Global woes put market in doldrums

Bob GarnantCountryman
Camera IconGlobal woes put market in doldrums Credit: Countryman

Williams woolgrower Bob Rose was in Perth to not only analyse his farm's profitability, but also to protest against activists who are trying to devalue it.

While he scratched down the prices received from his family's Grassvale wool clip sale, Mr Rose said growers needed to counter the anti-live export publicity campaign.

While the wool market steadied with national sales finishing 1.5 per cent higher, Mr Rose was unsure of what Sunday's protest rally in Fremantle would bring.

"We need to get the sheep producers point of view across, and how live export is important to us economically and to country Australia," he said.

The Rose family runs 14,000 sheep and, as a contribution to higher animal welfare standards, they voluntarily phased out the procedure of mulesing eight years ago.

"We breed plainer bodied Multi-purpose Merino sheep and have been successful with flystrike management," he said.

Mr Rose said that off a better season, but still working on only half the average rainfall, fleece weights were up this year.

Although premiums are not yet realised for non-mulesed sheep, the Roses are hoping demand for such sheep and wool will increase in the near future.

The 12-bale consignment of the Grassvale 18.7-micron wool sold for 829 cents/kg greasy in the Elders catalogue.

Elders wool manager Danny Burkett said the northern hemisphere was now experiencing colder weather which was positive for the wool industry.

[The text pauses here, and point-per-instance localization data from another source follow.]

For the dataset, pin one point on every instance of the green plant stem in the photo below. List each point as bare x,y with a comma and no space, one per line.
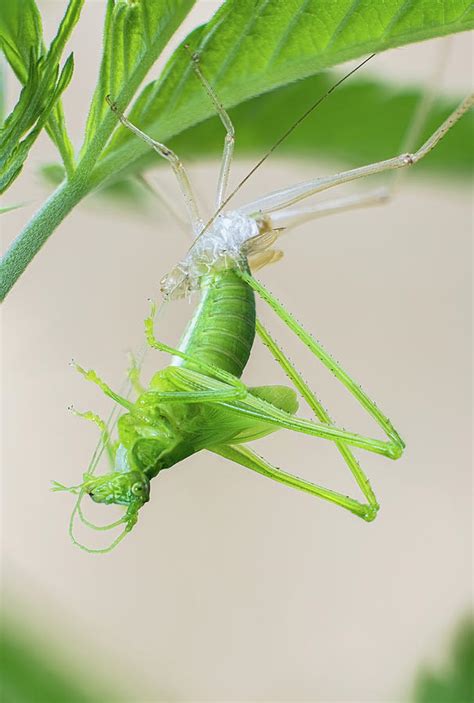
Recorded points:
38,230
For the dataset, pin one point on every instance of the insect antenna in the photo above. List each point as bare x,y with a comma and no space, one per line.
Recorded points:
279,141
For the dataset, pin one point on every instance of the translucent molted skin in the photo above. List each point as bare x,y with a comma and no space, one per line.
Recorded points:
220,246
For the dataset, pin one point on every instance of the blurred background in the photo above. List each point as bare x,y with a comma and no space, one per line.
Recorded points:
232,587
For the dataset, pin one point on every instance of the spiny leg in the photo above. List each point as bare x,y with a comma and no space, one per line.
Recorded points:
176,165
320,412
241,454
284,198
229,128
396,442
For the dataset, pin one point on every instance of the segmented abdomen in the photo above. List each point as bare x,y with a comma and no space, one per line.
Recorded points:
222,329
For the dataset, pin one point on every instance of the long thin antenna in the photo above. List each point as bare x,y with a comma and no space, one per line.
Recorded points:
284,136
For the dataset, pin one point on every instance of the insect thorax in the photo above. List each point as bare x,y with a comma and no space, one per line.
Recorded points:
226,243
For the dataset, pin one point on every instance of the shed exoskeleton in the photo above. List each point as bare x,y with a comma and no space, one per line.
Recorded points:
199,401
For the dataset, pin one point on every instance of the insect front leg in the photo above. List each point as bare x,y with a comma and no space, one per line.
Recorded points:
229,128
396,444
105,434
241,454
176,164
92,376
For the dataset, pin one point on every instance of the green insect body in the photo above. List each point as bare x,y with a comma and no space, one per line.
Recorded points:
199,401
156,435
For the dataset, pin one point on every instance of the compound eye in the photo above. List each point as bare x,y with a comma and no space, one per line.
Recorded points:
138,489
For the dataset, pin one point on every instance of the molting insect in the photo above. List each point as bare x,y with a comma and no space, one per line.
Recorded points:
199,401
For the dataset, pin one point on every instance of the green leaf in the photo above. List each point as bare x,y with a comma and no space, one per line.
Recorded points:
453,683
21,35
364,121
253,46
135,33
28,118
22,42
33,670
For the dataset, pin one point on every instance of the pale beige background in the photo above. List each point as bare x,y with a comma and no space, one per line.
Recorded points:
233,587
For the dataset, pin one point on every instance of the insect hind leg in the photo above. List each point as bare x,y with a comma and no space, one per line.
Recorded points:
396,444
241,454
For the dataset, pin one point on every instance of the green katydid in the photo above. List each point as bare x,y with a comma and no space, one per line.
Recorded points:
199,401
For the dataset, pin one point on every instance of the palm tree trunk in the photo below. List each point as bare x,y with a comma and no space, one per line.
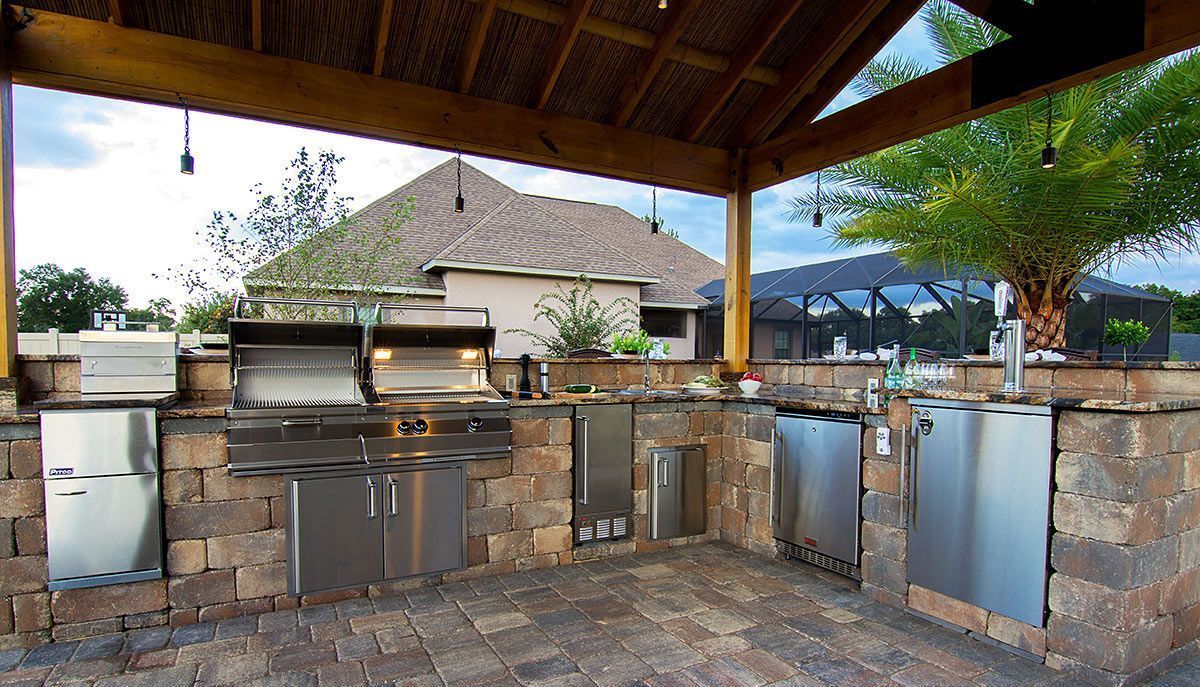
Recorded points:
1044,311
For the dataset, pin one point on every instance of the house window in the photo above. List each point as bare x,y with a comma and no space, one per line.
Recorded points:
665,323
783,347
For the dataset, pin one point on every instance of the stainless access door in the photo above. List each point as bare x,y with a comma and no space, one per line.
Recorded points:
604,459
677,491
817,483
102,526
336,532
979,505
424,521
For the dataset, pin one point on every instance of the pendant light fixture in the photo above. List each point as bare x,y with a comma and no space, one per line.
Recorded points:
1049,154
817,217
186,162
459,203
654,209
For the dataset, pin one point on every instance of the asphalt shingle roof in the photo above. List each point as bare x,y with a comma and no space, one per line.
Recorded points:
502,226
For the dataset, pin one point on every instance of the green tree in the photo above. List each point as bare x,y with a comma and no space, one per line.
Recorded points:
301,242
48,296
209,314
976,193
159,310
580,320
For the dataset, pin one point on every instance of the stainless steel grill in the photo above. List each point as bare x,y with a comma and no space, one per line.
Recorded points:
323,393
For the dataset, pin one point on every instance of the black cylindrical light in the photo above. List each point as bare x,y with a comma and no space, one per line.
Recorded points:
186,162
1049,154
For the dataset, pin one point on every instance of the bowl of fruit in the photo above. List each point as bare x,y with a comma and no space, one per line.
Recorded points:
750,383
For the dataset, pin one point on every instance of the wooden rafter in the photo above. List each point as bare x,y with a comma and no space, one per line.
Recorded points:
383,30
1013,17
256,25
561,49
1012,72
473,46
678,13
117,12
765,29
835,79
84,55
845,27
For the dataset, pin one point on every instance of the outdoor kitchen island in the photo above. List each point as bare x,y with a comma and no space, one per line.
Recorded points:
1125,551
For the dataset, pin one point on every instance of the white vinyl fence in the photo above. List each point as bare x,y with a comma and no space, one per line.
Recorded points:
54,344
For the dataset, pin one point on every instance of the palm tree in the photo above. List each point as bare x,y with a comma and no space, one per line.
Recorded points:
1127,183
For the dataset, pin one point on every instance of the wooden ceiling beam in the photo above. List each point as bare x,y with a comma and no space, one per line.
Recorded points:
627,35
846,25
835,79
678,13
473,46
1013,17
90,57
761,34
117,12
561,49
1111,36
383,31
256,25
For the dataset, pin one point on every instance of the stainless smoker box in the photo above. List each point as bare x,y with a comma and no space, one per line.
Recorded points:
127,362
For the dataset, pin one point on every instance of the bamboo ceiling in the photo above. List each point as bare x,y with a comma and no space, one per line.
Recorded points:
425,43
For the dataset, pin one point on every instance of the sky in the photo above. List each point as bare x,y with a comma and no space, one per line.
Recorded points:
97,185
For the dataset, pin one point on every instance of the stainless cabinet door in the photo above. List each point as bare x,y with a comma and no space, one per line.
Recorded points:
424,521
336,532
817,484
978,521
99,441
604,458
677,493
102,525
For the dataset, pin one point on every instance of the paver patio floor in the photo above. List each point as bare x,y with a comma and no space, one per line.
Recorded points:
699,615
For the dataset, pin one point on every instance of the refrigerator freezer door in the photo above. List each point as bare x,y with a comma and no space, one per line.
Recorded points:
979,508
604,459
817,484
99,441
102,525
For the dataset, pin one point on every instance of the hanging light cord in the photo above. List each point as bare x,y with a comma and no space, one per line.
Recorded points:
187,126
1049,115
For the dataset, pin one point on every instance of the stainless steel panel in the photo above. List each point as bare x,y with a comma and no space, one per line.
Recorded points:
99,441
425,526
979,505
604,458
335,532
817,484
102,525
677,493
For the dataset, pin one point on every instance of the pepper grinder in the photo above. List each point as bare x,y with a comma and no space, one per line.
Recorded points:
525,374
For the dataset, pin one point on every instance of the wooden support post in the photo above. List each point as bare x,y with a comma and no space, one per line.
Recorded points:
737,268
7,258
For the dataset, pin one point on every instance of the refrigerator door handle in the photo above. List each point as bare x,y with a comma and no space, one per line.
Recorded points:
583,423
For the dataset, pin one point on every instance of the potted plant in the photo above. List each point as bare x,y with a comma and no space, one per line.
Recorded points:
1126,334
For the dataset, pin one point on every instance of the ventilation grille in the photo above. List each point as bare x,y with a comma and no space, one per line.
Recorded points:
820,560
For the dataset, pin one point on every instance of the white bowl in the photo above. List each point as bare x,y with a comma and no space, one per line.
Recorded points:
749,387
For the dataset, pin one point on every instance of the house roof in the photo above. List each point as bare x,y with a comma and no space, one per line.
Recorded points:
502,230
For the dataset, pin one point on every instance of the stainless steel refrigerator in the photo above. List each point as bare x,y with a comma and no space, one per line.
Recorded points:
604,472
103,513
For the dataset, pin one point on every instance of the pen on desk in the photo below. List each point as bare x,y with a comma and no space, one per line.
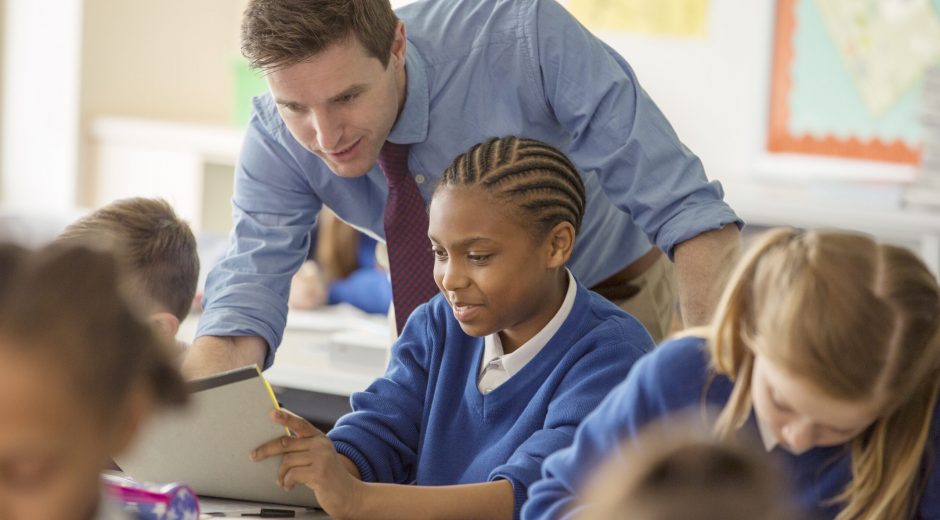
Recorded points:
270,512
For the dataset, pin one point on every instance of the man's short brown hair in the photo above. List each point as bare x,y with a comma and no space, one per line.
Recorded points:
157,248
280,33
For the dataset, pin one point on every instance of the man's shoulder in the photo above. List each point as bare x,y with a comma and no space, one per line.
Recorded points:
440,28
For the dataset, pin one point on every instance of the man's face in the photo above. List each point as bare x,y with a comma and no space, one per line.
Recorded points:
341,103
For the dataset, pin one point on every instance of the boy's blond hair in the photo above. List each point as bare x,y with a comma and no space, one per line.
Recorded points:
157,248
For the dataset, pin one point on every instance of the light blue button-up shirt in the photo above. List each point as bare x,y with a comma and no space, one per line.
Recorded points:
476,69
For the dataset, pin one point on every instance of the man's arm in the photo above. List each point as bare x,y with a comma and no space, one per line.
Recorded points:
703,265
212,354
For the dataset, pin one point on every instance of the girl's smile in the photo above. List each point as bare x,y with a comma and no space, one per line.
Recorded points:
495,274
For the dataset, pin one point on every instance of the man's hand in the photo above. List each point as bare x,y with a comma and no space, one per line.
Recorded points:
703,264
212,354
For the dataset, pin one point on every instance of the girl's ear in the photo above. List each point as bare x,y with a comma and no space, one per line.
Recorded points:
560,244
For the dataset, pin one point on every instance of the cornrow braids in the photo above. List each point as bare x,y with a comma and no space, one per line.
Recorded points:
535,176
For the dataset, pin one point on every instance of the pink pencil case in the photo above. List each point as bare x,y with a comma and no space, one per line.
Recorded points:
153,501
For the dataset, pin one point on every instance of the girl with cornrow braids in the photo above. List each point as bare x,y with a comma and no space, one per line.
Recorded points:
494,373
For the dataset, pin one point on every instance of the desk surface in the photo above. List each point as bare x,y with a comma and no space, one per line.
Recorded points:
336,350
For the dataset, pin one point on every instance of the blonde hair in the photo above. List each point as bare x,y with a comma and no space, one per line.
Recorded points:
65,305
859,320
158,248
675,470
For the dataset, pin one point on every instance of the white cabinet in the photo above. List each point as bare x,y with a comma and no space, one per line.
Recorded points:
190,165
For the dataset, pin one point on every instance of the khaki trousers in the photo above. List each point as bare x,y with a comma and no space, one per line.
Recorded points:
654,305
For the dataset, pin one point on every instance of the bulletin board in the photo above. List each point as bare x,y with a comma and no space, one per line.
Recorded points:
847,77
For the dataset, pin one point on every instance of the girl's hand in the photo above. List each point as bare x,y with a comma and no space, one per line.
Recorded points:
310,459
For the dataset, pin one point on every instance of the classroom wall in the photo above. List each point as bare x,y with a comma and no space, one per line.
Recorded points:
714,90
167,60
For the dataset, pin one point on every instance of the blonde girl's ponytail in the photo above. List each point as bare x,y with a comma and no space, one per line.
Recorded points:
888,461
860,321
733,326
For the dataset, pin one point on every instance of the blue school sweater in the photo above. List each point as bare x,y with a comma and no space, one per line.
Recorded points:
675,377
426,422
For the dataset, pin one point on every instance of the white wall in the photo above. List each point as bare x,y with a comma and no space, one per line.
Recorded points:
40,105
714,90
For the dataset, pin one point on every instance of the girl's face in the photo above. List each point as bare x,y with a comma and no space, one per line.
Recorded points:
51,449
792,412
492,271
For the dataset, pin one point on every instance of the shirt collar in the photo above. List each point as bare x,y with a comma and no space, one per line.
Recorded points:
512,363
412,124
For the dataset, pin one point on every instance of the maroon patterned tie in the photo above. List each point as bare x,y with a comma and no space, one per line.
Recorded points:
406,232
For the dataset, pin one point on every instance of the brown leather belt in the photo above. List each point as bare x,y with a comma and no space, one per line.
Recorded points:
618,286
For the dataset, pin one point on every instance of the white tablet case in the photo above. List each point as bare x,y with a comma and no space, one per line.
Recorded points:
206,445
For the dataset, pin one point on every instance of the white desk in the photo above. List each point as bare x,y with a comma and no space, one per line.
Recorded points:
219,508
336,350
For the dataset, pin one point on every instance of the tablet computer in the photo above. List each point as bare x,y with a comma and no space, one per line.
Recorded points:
206,444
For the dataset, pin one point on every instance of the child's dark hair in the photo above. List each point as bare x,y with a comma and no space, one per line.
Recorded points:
535,176
676,470
65,305
158,247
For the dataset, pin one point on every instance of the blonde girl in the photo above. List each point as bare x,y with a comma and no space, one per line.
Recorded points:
826,346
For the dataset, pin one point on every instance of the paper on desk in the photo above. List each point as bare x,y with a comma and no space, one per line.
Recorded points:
342,317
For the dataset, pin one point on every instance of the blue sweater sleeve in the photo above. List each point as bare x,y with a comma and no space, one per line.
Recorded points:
382,432
587,382
669,378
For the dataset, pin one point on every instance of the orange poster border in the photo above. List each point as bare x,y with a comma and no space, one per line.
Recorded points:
779,138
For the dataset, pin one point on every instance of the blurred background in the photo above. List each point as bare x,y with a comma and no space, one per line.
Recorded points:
810,112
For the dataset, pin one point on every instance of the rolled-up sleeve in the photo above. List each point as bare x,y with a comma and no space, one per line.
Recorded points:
274,208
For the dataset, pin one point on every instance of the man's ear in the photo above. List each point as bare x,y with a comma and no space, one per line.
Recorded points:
167,324
399,44
560,244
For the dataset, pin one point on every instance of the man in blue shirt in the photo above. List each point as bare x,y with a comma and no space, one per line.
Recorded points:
345,77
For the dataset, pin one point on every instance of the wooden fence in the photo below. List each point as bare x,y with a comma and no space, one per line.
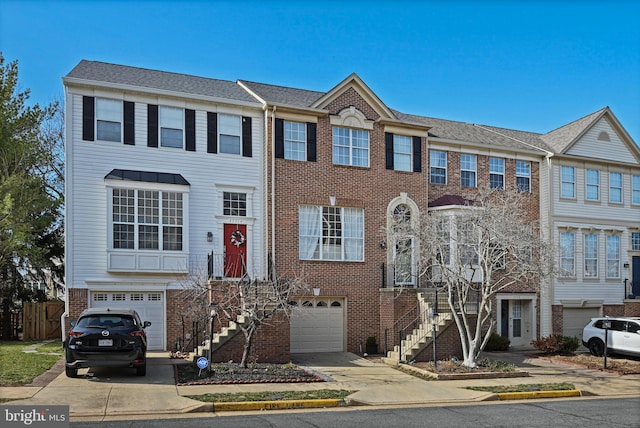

He said despite the relatively large offerings in the auction at present, there was still some 4.8 per cent less than last year. "Supply is still limited," he said.

"Overseas there remains a very low level of stock in greasy, scoured or wooltop form."

Elders national wool manager Andrew Dennis said some yarn, fabric and finished garment stock was beginning to show up and was weighing on those further up the chain.

"This year retailers have held back orders even longer than previous years," Mr Dennis said.

"With confirmed recession in Europe, unrest in the Middle East and the wait on new government in China, it is unlikely the wool market will go anywhere until the second quarter of 2013."

This week's national wool market has 49,617 bales rostered for sale.